The English word “pierogi” comes from Polish pierogi [pʲɛˈrɔgʲi], which is the plural form of pieróg, a generic term for filled dumplings. It derives from Old East Slavic пиръ (pirŭ) and further from Proto-Slavic *pirъ, “feast”. While dumplings as such are found throughout Eurasia, the specific name pierogi, with its Proto-Slavic root and its cognates in the West and East Slavic languages, including Russian пирог (pirog, “pie”) and пирожки (pirozhki, “baked pastries”), shows the name’s common Slavic origins, antedating the modern nation states and their standardized languages. In most of these languages, the word means “pie”.
For this particular recipe, I am focusing on Ruthenian pierogi – as noted on the excellent website thespruce.com:
The filing I have selected is for potato-cheese pierogi or pierogi ruskie is from chef Marek (Mark) Widomski, founder and director of the Culinary Institute in Cracow, Poland.
Pierogi ruskie are among the most popular types of Polish dumplings. Contrary to what most people believe, that does not translate to “Russian pierogi.” It actually means Ruthenian or Rusyn pierogi.
Ruthenians or Rusyns are also known as Carpatho-Rusyns and consist of the peoples around the northern Carpathian Mountains in western Ukraine, eastern Slovakia, and southern Poland. This area also is known as Galicia in English (Galicja in Polish, Halic in Slovak and Halchyna in Ukrainian).

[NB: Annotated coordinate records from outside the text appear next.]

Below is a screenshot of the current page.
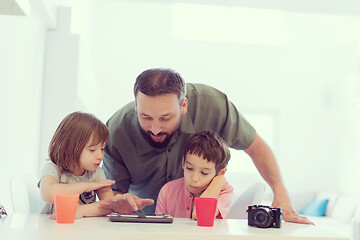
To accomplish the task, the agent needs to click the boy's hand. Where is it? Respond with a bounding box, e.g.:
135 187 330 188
85 179 115 192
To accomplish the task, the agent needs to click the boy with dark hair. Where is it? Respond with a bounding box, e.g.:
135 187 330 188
155 131 233 219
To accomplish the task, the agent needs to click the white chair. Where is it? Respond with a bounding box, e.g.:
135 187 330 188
10 173 45 213
226 182 266 219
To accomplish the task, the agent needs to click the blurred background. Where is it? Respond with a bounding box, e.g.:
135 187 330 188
0 0 360 212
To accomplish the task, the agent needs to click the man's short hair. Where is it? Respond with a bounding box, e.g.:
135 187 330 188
184 130 230 174
134 68 186 104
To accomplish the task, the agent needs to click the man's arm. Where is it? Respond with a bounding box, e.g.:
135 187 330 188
244 134 313 224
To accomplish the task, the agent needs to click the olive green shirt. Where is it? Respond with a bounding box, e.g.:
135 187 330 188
103 83 256 214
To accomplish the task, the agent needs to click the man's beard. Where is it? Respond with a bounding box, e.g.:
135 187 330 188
139 116 183 149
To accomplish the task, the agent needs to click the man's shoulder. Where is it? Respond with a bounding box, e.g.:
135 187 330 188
106 102 136 131
186 83 226 98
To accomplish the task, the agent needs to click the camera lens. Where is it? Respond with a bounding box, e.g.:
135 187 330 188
253 207 274 228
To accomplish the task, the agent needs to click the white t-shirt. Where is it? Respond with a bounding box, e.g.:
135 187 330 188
38 161 106 214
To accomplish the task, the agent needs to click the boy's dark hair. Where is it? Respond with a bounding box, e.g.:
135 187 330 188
134 68 186 105
184 130 230 174
49 112 109 173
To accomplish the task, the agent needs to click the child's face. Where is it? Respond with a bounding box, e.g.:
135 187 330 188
79 137 106 175
183 154 216 197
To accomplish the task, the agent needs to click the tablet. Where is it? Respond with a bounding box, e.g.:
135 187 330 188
109 213 173 223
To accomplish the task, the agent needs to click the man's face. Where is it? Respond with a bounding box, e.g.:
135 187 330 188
135 92 187 148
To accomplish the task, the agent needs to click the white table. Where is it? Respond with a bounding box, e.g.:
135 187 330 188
0 214 349 240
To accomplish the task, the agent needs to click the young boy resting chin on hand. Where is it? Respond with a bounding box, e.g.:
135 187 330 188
155 131 233 219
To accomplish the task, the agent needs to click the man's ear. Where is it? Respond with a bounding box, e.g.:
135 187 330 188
218 167 227 175
181 98 188 115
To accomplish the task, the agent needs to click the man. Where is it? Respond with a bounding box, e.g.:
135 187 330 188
103 69 311 224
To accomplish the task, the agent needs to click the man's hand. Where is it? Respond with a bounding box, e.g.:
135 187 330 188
272 194 315 225
100 193 154 214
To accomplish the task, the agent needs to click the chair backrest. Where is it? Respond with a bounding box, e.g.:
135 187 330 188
227 182 266 219
10 173 45 213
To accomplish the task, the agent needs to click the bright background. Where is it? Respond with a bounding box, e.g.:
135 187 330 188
0 0 360 214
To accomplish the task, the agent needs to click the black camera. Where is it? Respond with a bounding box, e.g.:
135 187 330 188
247 205 282 228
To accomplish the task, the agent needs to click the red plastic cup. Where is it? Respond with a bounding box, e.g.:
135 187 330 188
54 193 79 223
195 198 217 227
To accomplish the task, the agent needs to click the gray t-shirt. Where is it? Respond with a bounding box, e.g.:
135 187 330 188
39 161 106 214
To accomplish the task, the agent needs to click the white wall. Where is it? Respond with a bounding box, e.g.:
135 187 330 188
0 2 46 211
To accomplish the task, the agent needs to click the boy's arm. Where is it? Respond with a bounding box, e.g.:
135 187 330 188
40 176 115 203
191 174 226 219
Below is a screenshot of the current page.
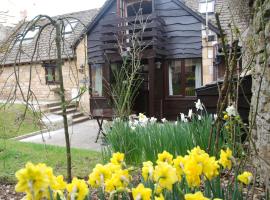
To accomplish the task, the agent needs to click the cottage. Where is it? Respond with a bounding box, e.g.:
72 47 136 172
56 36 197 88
77 0 218 119
0 9 98 113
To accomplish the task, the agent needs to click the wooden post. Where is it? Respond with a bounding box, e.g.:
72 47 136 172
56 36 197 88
148 58 155 117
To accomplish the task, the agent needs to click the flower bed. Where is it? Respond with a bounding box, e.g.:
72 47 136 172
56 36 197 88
16 147 253 200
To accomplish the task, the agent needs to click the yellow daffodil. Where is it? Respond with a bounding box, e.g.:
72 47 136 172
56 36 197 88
132 184 152 200
111 152 125 165
185 192 209 200
237 172 253 185
155 194 164 200
184 157 203 188
66 178 88 200
157 151 173 165
203 156 219 180
88 164 112 188
219 148 232 170
142 161 154 181
105 169 131 192
173 156 188 182
15 163 52 199
154 162 177 191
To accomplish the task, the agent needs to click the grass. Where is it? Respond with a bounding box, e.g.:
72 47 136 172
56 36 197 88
0 140 101 183
0 104 40 139
103 116 222 165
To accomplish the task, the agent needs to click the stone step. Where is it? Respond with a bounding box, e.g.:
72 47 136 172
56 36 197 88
46 101 61 108
72 116 89 124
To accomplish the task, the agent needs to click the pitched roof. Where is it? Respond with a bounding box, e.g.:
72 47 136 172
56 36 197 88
0 9 98 65
74 0 219 46
183 0 251 37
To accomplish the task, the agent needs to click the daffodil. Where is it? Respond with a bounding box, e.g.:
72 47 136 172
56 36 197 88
155 194 164 200
105 169 131 192
237 171 253 185
142 161 154 181
15 163 52 200
157 151 173 164
184 157 203 188
154 162 178 191
219 148 232 170
88 164 112 188
185 192 209 200
66 178 89 200
111 152 125 165
132 184 152 200
203 156 219 180
173 156 188 182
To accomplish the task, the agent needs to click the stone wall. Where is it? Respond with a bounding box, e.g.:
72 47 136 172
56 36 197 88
0 36 90 113
251 0 270 190
0 61 77 101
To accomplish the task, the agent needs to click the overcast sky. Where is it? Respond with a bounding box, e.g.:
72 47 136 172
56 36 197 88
0 0 105 25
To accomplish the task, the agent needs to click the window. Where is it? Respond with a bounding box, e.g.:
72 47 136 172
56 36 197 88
17 27 39 44
168 59 201 96
64 19 78 35
44 63 59 85
91 64 103 97
199 0 215 13
127 1 152 17
119 0 126 17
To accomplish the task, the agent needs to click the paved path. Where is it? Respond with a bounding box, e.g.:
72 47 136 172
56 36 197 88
20 120 101 151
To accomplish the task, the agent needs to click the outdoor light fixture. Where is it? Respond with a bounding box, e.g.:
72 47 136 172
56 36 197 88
156 62 161 69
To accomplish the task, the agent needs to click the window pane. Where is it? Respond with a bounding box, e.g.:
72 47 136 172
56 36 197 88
91 64 102 97
169 60 182 95
47 68 53 82
185 59 201 96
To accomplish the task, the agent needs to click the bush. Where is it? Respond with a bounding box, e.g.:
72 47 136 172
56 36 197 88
103 115 222 165
16 147 253 200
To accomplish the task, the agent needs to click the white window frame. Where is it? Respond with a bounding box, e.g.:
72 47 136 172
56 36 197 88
64 19 78 35
199 0 215 14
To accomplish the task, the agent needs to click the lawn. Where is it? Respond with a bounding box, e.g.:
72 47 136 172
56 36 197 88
0 104 40 139
0 139 101 183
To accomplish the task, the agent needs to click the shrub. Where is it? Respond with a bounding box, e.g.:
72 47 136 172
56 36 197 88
16 147 253 200
103 115 222 165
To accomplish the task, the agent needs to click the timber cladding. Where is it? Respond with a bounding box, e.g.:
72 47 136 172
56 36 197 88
87 0 218 119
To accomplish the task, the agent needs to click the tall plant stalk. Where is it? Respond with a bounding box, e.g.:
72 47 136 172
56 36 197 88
55 22 72 183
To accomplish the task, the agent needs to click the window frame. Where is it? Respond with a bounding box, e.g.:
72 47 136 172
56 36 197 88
43 63 60 85
165 57 203 100
198 0 216 15
90 64 105 99
63 19 79 35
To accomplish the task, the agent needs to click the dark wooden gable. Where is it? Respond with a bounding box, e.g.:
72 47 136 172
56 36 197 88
87 1 117 64
155 0 202 59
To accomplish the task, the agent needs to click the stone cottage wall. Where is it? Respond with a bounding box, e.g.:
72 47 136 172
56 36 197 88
76 36 90 113
251 0 270 190
0 61 77 102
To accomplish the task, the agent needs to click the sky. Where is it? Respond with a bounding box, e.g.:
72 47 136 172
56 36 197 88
0 0 105 25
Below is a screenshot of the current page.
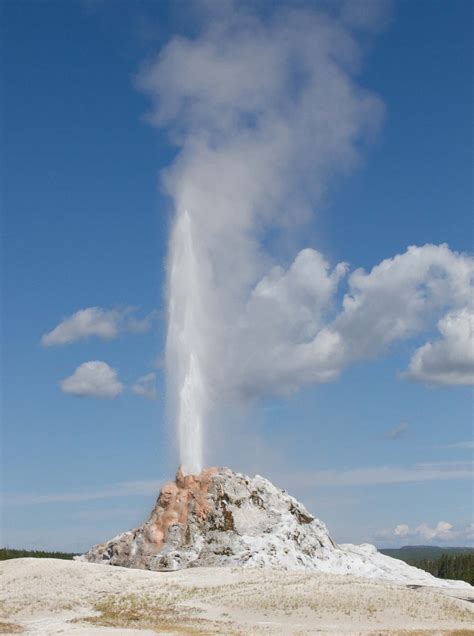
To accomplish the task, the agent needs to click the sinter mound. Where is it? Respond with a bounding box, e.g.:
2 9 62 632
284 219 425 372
79 468 467 587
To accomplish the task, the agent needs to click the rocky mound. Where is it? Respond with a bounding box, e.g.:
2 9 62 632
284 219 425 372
79 468 467 586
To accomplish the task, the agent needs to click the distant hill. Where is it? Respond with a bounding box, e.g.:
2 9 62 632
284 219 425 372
380 545 474 585
379 545 474 563
0 548 76 561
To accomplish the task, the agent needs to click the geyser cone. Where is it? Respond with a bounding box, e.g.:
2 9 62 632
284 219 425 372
79 468 463 586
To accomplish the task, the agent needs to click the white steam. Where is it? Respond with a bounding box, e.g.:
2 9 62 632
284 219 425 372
138 5 472 472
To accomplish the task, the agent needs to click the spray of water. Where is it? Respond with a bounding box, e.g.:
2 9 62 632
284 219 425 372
166 210 207 474
138 1 468 473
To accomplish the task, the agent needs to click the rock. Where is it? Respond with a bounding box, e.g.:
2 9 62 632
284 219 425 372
78 468 468 587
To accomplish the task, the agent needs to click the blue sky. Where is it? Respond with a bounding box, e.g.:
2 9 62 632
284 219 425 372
1 0 473 550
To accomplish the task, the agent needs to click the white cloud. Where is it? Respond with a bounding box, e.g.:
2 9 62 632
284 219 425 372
61 360 124 398
41 307 156 347
405 309 474 386
388 521 474 543
385 422 408 439
393 523 410 537
137 1 474 470
132 372 156 400
415 521 453 541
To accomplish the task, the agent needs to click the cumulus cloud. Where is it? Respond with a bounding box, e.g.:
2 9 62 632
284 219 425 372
385 422 408 439
132 372 156 400
41 307 155 347
405 309 474 386
393 521 474 542
61 360 124 398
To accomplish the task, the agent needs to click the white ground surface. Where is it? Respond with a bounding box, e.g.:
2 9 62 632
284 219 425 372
0 559 474 636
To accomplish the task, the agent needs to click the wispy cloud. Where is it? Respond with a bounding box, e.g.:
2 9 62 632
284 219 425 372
41 307 157 347
283 462 473 489
393 521 474 542
61 360 124 398
2 480 163 506
385 422 408 439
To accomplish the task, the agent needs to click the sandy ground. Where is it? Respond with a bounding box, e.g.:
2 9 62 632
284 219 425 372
0 559 474 636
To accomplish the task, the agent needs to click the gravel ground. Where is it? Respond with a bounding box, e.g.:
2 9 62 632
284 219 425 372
0 559 474 636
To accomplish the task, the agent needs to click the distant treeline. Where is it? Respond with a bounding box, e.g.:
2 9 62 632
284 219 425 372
380 545 474 585
408 554 474 585
0 548 76 561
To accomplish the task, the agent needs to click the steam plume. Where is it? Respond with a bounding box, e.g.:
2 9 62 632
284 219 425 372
135 5 472 473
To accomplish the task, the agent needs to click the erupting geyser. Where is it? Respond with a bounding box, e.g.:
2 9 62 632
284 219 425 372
166 210 207 474
79 468 469 588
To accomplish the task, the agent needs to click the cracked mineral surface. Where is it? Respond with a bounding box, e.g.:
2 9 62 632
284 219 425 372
78 468 468 587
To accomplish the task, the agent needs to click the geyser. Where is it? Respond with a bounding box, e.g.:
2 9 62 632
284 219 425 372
79 468 469 588
142 3 474 474
166 210 207 474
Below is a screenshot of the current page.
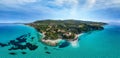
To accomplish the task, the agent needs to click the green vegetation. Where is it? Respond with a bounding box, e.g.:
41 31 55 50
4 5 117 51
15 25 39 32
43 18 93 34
27 20 106 40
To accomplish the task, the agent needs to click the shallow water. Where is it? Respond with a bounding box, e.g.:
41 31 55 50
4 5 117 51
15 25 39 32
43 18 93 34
0 24 120 58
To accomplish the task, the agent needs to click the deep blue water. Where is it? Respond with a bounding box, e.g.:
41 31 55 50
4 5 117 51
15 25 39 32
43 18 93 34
0 24 120 58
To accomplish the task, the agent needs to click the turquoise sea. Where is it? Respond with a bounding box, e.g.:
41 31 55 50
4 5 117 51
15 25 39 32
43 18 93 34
0 24 120 58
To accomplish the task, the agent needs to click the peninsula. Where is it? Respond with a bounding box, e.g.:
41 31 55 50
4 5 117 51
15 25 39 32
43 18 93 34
26 20 106 46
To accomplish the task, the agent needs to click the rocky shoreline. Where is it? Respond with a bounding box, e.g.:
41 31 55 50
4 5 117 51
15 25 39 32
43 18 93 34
40 33 83 46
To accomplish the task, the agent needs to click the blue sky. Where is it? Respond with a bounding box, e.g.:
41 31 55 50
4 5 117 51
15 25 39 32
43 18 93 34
0 0 120 23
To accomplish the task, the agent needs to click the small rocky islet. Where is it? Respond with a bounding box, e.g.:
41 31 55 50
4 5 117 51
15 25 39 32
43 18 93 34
0 33 38 55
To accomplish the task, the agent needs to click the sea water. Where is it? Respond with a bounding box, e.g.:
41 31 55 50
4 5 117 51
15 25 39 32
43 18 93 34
0 24 120 58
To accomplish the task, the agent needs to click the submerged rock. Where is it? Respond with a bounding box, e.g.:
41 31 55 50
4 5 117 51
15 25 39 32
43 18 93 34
45 51 51 54
0 43 8 47
26 43 38 50
44 47 48 50
21 52 27 54
9 52 16 55
59 41 70 48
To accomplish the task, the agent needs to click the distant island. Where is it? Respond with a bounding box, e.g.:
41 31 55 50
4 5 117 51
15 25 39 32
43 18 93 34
26 20 106 46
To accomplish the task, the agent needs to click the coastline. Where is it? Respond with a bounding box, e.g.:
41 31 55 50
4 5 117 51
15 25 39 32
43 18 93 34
40 33 84 46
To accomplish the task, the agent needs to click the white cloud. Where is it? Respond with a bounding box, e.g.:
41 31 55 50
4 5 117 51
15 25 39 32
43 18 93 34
0 0 37 7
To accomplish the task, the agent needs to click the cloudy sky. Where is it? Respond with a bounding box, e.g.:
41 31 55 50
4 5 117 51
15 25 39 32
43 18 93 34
0 0 120 23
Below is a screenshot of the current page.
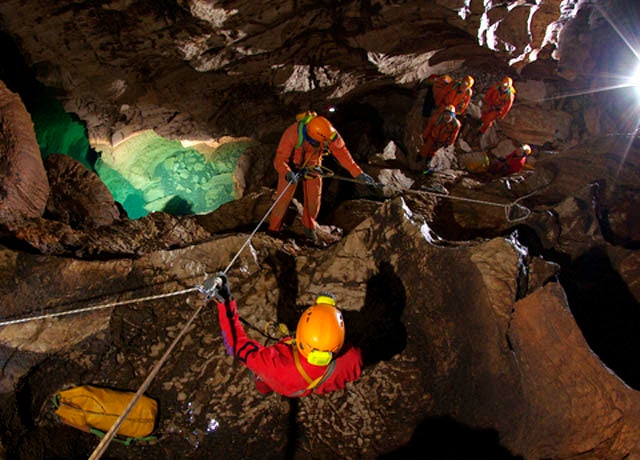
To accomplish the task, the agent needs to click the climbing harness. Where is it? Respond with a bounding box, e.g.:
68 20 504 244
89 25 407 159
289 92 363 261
284 339 337 398
300 165 384 188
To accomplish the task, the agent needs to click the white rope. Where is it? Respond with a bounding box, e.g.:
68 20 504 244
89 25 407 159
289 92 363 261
0 183 291 327
0 288 198 327
89 182 292 460
424 191 536 222
89 304 206 460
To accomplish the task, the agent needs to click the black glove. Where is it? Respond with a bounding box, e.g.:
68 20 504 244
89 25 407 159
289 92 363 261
216 272 231 303
284 171 298 184
356 173 376 185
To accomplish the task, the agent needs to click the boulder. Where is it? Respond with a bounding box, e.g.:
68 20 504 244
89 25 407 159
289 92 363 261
45 155 120 228
0 81 49 224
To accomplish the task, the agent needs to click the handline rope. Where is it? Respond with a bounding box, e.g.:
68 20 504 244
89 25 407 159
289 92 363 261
89 182 292 460
0 287 198 327
424 190 537 222
0 184 291 327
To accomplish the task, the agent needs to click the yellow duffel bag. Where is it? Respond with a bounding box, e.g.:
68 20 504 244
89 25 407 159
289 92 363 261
53 385 158 438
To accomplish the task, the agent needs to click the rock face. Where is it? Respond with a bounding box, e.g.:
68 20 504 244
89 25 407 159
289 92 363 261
45 155 120 228
0 198 640 458
0 81 49 224
0 0 640 460
0 0 609 145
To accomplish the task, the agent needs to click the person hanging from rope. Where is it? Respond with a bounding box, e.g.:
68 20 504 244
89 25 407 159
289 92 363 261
488 144 531 176
480 77 516 133
442 75 474 119
215 273 362 398
269 112 375 241
419 105 460 174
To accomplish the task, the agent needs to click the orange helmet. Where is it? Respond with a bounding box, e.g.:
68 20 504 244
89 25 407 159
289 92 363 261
306 117 338 142
296 294 344 366
500 77 513 89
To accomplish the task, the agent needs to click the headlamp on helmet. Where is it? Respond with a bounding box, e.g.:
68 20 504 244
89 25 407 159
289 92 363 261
296 294 345 366
306 116 338 142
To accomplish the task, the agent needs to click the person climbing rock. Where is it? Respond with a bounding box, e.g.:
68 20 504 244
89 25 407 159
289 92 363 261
442 75 474 118
488 144 531 176
215 273 362 398
480 77 516 133
419 105 460 174
269 112 375 241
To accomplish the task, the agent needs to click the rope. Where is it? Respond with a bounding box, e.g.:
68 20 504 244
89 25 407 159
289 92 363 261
89 182 292 460
0 184 291 327
424 190 537 222
89 304 206 460
0 288 197 327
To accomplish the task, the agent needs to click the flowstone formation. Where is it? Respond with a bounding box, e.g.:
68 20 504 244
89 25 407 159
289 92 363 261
95 130 252 219
0 0 640 460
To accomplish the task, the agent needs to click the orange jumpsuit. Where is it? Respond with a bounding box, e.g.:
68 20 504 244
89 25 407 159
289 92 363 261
442 81 473 116
269 123 362 232
480 83 516 133
420 110 461 158
427 74 453 107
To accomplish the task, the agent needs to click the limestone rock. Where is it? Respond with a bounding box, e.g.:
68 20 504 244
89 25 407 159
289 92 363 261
45 155 120 228
496 104 571 145
0 81 49 223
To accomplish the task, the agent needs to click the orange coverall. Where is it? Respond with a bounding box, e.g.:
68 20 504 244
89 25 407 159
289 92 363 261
442 81 473 116
269 123 362 232
480 83 516 133
420 110 461 158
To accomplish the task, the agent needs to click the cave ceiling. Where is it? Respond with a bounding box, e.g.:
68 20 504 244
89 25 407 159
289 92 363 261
0 0 632 145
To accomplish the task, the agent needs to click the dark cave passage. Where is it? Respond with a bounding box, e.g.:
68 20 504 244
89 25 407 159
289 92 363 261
517 226 640 390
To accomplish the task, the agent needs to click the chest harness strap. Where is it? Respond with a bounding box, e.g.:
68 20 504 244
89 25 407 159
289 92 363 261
289 341 336 397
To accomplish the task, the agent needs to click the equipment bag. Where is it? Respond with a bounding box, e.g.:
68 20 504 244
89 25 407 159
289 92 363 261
53 385 158 444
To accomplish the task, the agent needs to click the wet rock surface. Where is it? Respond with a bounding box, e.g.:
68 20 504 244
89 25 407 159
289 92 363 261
0 0 640 460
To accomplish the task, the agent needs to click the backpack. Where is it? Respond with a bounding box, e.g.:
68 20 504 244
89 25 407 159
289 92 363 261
52 385 158 445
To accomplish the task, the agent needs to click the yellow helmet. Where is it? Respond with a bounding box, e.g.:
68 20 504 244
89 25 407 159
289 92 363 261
500 77 513 89
306 117 338 142
296 294 344 366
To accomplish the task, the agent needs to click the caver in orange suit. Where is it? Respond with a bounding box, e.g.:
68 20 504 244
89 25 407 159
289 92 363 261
269 115 374 232
442 75 473 117
420 105 460 160
480 77 516 133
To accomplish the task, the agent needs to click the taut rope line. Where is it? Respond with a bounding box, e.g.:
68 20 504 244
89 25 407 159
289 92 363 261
423 190 537 222
89 178 292 460
0 287 198 327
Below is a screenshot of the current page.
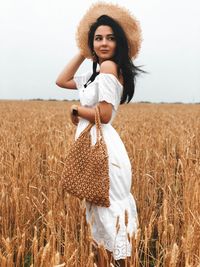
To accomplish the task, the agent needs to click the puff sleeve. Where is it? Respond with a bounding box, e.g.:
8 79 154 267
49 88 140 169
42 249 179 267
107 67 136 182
98 73 123 111
74 71 92 89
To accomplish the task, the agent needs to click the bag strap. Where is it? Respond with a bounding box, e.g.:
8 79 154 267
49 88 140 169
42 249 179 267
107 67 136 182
80 105 104 143
95 105 103 142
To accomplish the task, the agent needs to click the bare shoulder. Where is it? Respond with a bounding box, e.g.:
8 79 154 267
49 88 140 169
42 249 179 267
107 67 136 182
100 60 117 77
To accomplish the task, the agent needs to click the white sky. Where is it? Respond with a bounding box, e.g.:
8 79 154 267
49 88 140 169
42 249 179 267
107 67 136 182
0 0 200 103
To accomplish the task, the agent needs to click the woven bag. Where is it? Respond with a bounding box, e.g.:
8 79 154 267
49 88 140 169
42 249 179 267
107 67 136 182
61 106 110 207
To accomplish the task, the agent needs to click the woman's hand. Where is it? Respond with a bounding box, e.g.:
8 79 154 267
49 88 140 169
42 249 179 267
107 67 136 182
70 105 79 126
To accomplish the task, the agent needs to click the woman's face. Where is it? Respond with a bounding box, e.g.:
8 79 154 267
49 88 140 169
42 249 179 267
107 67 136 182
93 25 116 64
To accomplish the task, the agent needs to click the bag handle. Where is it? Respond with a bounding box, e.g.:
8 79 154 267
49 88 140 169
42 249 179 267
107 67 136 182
95 105 103 142
80 105 103 143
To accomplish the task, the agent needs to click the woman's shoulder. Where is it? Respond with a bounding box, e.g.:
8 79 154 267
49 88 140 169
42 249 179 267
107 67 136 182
100 60 117 77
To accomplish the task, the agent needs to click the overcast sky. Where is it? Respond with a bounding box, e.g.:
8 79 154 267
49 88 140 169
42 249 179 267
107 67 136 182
0 0 200 103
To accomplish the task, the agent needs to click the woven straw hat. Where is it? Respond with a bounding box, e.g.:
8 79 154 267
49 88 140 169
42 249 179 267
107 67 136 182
76 2 141 59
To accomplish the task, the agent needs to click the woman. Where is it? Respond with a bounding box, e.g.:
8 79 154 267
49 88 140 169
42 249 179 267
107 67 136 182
56 3 141 266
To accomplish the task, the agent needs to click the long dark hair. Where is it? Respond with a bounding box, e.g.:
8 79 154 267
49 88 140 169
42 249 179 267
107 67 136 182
85 15 145 104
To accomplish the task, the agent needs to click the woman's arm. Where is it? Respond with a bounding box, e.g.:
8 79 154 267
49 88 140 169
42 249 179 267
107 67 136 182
56 53 85 89
71 101 112 124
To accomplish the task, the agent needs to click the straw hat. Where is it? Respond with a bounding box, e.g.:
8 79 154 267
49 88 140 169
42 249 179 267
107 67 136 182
76 2 141 59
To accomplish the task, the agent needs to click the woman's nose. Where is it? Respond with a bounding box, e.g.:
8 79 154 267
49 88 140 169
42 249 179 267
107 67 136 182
102 38 107 45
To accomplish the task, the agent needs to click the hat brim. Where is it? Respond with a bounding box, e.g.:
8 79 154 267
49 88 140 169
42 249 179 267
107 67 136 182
76 2 142 59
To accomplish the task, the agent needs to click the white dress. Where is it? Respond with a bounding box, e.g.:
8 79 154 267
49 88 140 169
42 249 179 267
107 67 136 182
74 72 138 260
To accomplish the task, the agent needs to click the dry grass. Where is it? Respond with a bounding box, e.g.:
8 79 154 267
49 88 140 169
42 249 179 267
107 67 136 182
0 101 200 267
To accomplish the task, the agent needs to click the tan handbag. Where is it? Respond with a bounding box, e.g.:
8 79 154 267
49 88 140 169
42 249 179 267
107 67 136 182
61 106 110 207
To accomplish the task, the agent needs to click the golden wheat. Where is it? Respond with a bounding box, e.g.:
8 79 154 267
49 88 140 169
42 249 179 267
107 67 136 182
0 101 200 267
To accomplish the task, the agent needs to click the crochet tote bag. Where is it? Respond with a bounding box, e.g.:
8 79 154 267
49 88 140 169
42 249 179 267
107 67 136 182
61 106 110 207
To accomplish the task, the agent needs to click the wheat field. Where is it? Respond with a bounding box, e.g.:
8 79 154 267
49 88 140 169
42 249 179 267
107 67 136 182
0 101 200 267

Rusyns, also known as Ruthenes (Rusyn: Русины Rusynŷ; also sometimes referred to as Руснакы Rusnakŷ – Rusnaks), are a primarily diasporic ethnic group who speak an East Slavic language known as Rusyn. The Rusyns descend from Ruthenian peoples who did not adopt the use of the ethnonym “Ukrainian” in the early 20th century. As residents of Carpathian Mountains region, Rusyns are also sometimes associated with Slovak highlander community of Gorals (literally, “Highlanders”).
The main population of Rusyns are Carpatho-Rusyns, Carpatho-Ruthenians, Carpatho-Russians of Carpathian Ruthenia: a discrete cross-border region of western Ukraine, north-east Slovakia, and south-east Poland. In official Ukrainian contexts, the various subgroups of Carpatho-Rusyns are often known collectively as Verkhovyntsi (Верховинці) literally meaning “Highlanders”.
Today, Slovakia, Poland, Hungary, the Czech Republic, Serbia and Croatia officially recognize contemporary Rusyns (or Ruthenes) as an ethnic minority.
My version is traditional, but adopts a dough commonly used by Polish-Americans in their version of this classic and that heretically includes some onion juice for extra flavor (this is common in Lithuanian pierogi but is not normally done in the Polish version) – it also includes sour cream for tenderness, while the filling is classic Polish. The garnish is where I innovated, using chopped parsley and minced celery leaves.